The files in this project are used to harvest metadata from the BU Libraries' Research Guides developed and maintained on a WordPress web site to load to Ex Libris Primo to enable the guides to be discovered in that platform.
The project began with the assumption that the assumption that the guides would be harvested once per semester. The scripts to do this were developed using ipython notebook:
- Harvest_Library_Research_Guide_Metadata.ipynb
A markdown version of the file was created using nbconvert:
- Harvest_Library_Research_Guide_Metadata.md
The input file for the Harvest can be a file exported from WordPress in an RSS format. Two examples are provided:
- bulibraries.wordpress.2014-05-30.xml
- bulibraries.wordpress.2014-07-08.xml
The output file ('guides.xml') is the file that is ingested into Primo via a standard (oai) harvest pipe.

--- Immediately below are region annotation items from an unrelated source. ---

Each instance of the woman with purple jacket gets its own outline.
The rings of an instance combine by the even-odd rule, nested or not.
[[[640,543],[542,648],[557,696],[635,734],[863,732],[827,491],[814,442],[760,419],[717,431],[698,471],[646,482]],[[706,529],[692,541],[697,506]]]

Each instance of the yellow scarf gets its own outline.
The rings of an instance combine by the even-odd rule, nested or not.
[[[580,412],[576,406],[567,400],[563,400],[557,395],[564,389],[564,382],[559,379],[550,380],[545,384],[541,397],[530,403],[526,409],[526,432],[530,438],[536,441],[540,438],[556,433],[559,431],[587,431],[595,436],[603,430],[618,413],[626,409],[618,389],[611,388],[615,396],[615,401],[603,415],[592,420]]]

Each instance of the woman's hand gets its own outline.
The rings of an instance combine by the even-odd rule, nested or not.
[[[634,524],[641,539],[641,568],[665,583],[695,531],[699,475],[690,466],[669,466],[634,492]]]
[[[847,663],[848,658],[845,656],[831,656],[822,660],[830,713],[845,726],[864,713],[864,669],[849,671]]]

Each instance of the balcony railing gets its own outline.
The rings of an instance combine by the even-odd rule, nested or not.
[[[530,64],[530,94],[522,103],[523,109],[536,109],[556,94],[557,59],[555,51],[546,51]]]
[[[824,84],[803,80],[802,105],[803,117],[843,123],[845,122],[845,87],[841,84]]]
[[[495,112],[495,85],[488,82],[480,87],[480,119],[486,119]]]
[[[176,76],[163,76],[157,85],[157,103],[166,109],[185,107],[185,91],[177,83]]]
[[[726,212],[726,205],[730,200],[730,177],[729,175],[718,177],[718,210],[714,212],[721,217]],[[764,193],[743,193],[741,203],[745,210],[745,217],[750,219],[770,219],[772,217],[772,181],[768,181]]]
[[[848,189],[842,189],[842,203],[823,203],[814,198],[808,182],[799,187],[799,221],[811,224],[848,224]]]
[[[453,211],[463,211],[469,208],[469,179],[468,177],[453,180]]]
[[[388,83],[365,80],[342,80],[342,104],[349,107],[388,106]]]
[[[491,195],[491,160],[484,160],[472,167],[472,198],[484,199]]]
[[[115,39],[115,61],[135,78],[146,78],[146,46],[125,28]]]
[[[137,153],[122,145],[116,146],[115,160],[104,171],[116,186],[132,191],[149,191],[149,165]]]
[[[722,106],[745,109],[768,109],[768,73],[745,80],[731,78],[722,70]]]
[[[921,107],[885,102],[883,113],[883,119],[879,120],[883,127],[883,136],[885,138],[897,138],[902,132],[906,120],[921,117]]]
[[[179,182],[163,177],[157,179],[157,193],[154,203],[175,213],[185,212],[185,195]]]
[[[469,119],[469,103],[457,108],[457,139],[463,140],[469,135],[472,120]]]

After initial testing, we determined that it would be more desireable to harvest the guides on a daily basis. The export of the file from WordPress could not be automated, so we developed scripts to harvest all of the metadata directly from the WordPress web pages. U harvests library subject guides from four different sites. Two are WordPress sites Mugar and Theology. The Medical Library maintains its guides on a php driven web site . The Law Library maintains its guides on the SpringShare LibGuides platform. The python scripts for harvesting from each was developed using iPython notebook. The files were explorted as standard python (*.py) files to be run scheduled by a cron job.
- MugarGuidesHarvestedFromWordPress.ipynb
- LawLibraryLibGuldes.ipynb
- TheologyLibraryGuidesHarvestedFromWordPress.ipynb
- Medical Research Guides.ipynb
The ipython notebook files (*.ipynb) are reasonably well documented and are the basis for the python files ( *.py ) that we currently use.

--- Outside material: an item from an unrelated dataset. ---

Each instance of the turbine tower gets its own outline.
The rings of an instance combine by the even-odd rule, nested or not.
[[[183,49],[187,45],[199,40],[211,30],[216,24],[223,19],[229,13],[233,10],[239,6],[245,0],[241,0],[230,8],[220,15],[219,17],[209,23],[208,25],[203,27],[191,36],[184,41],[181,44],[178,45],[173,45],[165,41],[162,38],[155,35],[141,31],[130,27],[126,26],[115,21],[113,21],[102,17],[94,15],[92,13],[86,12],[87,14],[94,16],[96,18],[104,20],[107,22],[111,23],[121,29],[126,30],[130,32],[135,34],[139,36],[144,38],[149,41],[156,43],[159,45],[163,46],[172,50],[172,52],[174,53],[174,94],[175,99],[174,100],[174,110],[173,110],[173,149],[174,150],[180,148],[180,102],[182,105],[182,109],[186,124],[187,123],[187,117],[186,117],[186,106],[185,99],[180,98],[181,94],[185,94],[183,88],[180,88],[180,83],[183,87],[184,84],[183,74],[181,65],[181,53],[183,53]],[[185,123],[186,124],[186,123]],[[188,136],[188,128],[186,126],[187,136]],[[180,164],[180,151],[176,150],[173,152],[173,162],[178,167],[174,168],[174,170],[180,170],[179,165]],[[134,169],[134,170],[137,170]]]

These four python scripts are run daily on a cron job. The output from each is an xml file that is harvested using a standard Primo harvest pipe. The normalization rules are the same rules we use to harvest Dublin Core records from our DSpace repository.
Screen shots of the data source definition and harvest pipe definition are included in this directory.
- libguides_harvest_pipe_definition.png
- libguides_data_source_definition.png
Jack Ammerman July 30, 2014
This work is licensed under a Creative Commons Attribution-ShareAlike 4.0 International License.